Cientistas observam novo tipo de simbiose em que bactéria fornece energia para a célula
A bactéria “respira” nitrato e fornece energia para o protozoário, que, por sua vez, protege-a dentro da célula. A descoberta está relacionada à hipótese de origem da mitocôndria.
Se você absorveu algum conteúdo das aulas de biologia do ensino médio, com certeza se lembra que a mitocôndria é a fonte de energia da célula. Ela é responsável pela respiração celular: entra oxigênio e glicose e saem pacotinhos de energia conhecidos como ATPs.
O que chama a atenção nas mitocôndrias é que nem sempre elas fizeram parte das células.
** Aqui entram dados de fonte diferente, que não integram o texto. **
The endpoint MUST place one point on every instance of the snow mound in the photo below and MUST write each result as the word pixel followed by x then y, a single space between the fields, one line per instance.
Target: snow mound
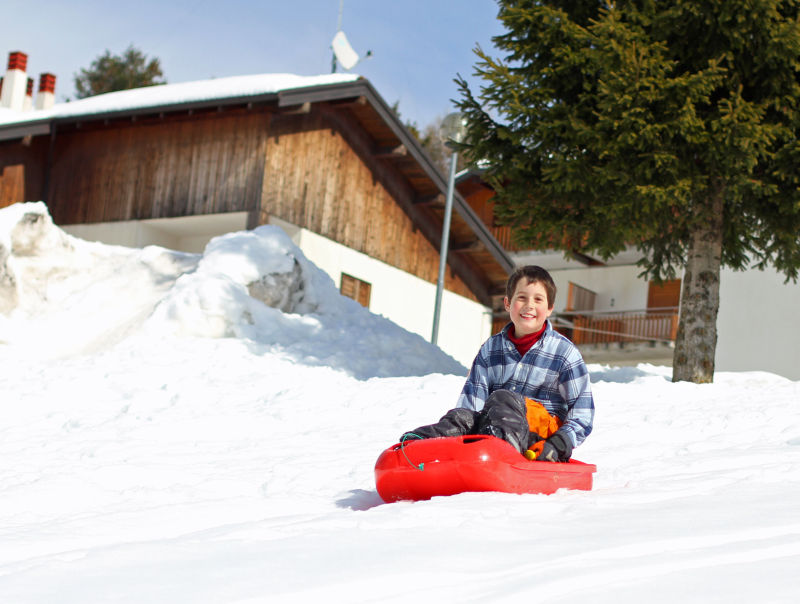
pixel 60 295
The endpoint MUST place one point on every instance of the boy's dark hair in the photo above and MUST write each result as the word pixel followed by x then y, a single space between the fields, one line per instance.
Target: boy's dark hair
pixel 533 274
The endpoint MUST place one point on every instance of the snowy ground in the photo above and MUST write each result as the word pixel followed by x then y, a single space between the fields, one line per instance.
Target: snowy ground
pixel 167 437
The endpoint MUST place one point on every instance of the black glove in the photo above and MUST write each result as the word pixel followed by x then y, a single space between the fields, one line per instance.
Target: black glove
pixel 556 448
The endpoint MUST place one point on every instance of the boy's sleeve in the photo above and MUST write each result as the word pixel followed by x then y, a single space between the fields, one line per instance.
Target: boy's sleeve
pixel 476 388
pixel 575 387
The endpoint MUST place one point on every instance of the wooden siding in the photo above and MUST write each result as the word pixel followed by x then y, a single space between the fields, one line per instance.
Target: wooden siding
pixel 316 179
pixel 21 170
pixel 194 165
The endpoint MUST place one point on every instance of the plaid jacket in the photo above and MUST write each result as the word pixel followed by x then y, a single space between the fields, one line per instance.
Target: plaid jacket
pixel 551 372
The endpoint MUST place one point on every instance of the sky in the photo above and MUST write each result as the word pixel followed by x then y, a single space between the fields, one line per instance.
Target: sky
pixel 418 46
pixel 167 437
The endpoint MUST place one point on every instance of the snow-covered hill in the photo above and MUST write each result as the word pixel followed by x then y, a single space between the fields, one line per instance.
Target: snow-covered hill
pixel 168 436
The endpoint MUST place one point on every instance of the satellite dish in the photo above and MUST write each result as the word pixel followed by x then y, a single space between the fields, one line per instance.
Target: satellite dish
pixel 344 53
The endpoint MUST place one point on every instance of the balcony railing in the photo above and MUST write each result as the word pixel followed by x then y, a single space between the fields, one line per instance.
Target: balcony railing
pixel 602 327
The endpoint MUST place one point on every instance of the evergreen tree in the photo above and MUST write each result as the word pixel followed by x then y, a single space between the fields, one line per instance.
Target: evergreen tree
pixel 669 126
pixel 110 72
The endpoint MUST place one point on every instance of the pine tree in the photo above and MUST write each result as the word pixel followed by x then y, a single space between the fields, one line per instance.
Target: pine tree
pixel 668 126
pixel 110 72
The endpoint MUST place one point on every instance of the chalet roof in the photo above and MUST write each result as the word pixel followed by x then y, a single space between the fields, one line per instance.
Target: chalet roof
pixel 475 255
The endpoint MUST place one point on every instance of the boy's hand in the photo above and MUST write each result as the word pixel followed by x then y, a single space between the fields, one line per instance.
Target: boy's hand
pixel 555 448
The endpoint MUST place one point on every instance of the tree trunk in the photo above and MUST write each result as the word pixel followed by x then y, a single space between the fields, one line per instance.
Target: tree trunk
pixel 696 342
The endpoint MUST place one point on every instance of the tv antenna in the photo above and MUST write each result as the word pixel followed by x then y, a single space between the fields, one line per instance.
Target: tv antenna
pixel 343 53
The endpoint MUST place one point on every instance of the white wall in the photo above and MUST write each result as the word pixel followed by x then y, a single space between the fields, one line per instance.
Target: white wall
pixel 405 299
pixel 758 327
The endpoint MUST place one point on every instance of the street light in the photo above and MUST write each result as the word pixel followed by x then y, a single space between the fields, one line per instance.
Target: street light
pixel 452 131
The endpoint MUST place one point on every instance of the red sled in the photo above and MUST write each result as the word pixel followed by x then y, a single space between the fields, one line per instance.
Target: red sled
pixel 421 469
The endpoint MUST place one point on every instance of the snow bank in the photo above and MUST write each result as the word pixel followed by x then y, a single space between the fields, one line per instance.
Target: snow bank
pixel 66 295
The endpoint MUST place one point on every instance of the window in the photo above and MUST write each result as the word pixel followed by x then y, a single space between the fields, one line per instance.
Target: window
pixel 356 289
pixel 666 295
pixel 580 298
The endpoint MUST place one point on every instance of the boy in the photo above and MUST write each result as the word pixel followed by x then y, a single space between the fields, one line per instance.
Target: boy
pixel 528 384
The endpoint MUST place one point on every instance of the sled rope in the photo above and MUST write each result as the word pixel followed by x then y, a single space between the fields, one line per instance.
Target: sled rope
pixel 403 440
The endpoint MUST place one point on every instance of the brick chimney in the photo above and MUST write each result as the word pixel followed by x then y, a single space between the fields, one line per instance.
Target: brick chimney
pixel 46 96
pixel 15 82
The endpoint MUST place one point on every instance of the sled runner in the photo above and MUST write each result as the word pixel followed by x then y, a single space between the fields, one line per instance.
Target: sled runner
pixel 421 469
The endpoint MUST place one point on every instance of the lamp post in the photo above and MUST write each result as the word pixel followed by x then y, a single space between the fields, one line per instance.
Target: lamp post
pixel 453 130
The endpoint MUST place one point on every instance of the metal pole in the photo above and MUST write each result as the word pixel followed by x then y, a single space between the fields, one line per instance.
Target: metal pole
pixel 448 211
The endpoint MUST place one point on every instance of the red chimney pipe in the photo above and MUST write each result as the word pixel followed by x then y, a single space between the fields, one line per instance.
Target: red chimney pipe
pixel 17 60
pixel 47 82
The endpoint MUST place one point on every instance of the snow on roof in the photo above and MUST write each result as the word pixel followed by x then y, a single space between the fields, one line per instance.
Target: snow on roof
pixel 173 94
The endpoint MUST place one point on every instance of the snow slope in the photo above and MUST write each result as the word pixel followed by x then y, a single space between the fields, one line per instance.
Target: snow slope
pixel 165 436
No passado, elas provavelmente eram bactérias independentes, até que foram engolidas por outro organismo, ancestral das células eucariontes. Essa assimilação, que ocorreu há mais de um bilhão de anos, foi boa para os dois lados, que passaram a viver em simbiose – o ancestral da mitocôndria fornecia energia para a célula enquanto ficava protegido pela estrutura ao seu redor.
Com o passar do tempo, a mitocôndria foi se tornando cada vez mais integrada até se tornar uma organela presente nas nossas células. Ela inclusive possui material genético próprio (DNA mitocondrial) e capacidade de autorreprodução, sem precisar de comandos da célula hospedeira.
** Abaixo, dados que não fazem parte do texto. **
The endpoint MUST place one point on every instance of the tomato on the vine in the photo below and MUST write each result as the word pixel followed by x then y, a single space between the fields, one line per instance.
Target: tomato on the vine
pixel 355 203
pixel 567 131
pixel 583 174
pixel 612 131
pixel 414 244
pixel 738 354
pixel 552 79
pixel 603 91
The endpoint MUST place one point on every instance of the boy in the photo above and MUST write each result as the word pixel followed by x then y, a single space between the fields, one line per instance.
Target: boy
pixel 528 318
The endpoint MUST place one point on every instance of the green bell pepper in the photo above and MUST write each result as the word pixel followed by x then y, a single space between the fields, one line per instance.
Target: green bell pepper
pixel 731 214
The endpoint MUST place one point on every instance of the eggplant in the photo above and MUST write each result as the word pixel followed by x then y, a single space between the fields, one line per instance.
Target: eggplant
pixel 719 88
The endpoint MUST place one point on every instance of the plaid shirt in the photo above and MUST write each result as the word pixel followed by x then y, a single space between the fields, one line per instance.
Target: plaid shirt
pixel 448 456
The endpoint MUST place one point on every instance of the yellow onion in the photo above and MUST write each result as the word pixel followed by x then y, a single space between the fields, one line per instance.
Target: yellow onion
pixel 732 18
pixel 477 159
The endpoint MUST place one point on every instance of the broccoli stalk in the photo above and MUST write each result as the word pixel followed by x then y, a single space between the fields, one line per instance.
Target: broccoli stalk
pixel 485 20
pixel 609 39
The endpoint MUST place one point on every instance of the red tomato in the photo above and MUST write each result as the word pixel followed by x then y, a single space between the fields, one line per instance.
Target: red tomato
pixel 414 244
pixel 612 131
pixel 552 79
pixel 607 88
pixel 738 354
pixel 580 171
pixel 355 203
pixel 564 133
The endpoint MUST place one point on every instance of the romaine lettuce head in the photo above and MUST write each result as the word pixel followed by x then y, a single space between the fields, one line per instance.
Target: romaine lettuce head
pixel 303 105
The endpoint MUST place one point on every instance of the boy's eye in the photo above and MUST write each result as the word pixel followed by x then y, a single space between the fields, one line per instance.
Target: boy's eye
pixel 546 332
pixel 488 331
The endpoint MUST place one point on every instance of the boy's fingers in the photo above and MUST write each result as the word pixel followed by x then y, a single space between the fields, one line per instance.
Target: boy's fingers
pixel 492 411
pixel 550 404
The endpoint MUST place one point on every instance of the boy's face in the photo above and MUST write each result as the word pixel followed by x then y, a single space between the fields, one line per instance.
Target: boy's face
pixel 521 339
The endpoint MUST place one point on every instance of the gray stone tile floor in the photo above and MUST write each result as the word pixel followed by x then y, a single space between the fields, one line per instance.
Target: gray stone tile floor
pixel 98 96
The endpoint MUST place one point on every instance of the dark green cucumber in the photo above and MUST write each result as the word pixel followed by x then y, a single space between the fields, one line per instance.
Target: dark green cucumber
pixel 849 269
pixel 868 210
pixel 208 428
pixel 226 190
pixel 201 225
Agora, cientistas do Instituto Max Planck de Microbiologia Marinha detectaram um tipo de simbiose parecido com esse, mas que nunca havia sido visto na natureza: uma bactéria que vive dentro de um protozoário, fornecendo energia para ele. Só que em vez de usar oxigênio para gerar essa energia, a bactéria “respira” nitrato.
“Uma simbiose baseada na transferência de energia na forma de ATP, como observamos aqui, é sem precedentes. Na verdade, o único outro simbionte que tinha uma função parecida é justamente aquele que deu origem à mitocôndria no passado”, disse a pesquisadora Jana Milucka à Super.
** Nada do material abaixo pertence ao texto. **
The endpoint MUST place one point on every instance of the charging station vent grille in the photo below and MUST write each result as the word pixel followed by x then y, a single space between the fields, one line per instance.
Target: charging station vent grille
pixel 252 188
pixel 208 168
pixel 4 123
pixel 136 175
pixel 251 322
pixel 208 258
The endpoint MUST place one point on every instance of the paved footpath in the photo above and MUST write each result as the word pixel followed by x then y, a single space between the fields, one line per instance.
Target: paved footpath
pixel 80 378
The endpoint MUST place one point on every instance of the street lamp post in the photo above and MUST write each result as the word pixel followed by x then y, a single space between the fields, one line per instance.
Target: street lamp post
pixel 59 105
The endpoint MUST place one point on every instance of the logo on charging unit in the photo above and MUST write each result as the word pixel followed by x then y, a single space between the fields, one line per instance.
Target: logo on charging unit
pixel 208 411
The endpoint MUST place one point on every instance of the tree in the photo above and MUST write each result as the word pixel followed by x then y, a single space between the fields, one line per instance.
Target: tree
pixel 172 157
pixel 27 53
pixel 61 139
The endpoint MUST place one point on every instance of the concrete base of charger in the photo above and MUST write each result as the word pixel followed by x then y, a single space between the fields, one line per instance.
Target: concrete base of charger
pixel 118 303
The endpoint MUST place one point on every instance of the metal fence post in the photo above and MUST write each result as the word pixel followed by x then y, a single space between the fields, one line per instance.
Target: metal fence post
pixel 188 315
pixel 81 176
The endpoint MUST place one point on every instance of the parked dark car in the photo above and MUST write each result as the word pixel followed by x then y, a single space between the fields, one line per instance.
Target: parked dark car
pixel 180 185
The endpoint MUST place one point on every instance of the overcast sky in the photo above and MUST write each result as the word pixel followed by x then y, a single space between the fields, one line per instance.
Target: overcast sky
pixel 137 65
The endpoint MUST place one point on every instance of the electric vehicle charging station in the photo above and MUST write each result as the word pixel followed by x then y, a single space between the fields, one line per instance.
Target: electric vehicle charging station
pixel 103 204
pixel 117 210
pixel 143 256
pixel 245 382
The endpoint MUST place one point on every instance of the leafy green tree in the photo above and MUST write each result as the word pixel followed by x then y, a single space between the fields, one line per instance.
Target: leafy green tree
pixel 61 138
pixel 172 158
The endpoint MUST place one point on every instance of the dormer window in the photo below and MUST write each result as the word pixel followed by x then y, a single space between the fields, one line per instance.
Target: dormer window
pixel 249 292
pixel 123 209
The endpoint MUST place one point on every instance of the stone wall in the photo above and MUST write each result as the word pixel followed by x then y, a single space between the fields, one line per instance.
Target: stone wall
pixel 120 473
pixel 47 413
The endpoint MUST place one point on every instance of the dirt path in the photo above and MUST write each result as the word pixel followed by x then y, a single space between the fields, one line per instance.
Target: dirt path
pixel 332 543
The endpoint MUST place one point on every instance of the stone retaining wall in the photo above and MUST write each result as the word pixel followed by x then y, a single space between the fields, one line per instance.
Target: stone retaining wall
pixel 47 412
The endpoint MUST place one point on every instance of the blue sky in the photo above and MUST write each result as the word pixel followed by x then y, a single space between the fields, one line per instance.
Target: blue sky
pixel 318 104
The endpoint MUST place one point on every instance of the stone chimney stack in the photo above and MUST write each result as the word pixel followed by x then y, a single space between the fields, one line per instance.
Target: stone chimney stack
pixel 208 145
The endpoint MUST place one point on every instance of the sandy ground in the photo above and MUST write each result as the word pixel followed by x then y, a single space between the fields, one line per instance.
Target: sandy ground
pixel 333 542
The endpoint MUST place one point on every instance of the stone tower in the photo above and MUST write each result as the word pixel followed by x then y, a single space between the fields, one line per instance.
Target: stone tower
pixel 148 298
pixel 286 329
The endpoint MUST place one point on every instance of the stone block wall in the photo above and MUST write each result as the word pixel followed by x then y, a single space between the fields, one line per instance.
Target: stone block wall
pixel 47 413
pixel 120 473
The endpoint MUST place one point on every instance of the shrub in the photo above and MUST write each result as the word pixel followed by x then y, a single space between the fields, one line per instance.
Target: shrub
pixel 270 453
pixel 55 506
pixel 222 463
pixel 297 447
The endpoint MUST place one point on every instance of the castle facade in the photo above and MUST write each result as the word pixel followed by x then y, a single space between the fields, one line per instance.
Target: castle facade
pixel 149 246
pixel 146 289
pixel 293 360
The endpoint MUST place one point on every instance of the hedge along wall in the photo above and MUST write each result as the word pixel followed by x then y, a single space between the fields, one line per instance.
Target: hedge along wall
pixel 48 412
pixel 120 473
Os dois seres foram descobertos no fundo do Lago de Zug, na Suíça. O protozoário é formado por uma única célula e até possui mitocôndrias, mas a Candidatus A. ciliaticola (como foi chamada a bactéria que vive lá dentro), pode complementar ou até substituir essa produção de energia.
A relação provavelmente deu certo porque há pouquíssimo oxigênio no fundo do lago. Os cientistas já sabiam que seres unicelulares conseguem sobreviver nesses ambientes produzindo energia por meio da fermentação, já que a mitocôndria exige oxigênio para respirar. Acontece que a fermentação não produz tanta energia quanto a respiração celular, o que faz com que esses seres vivos se reproduzam menos.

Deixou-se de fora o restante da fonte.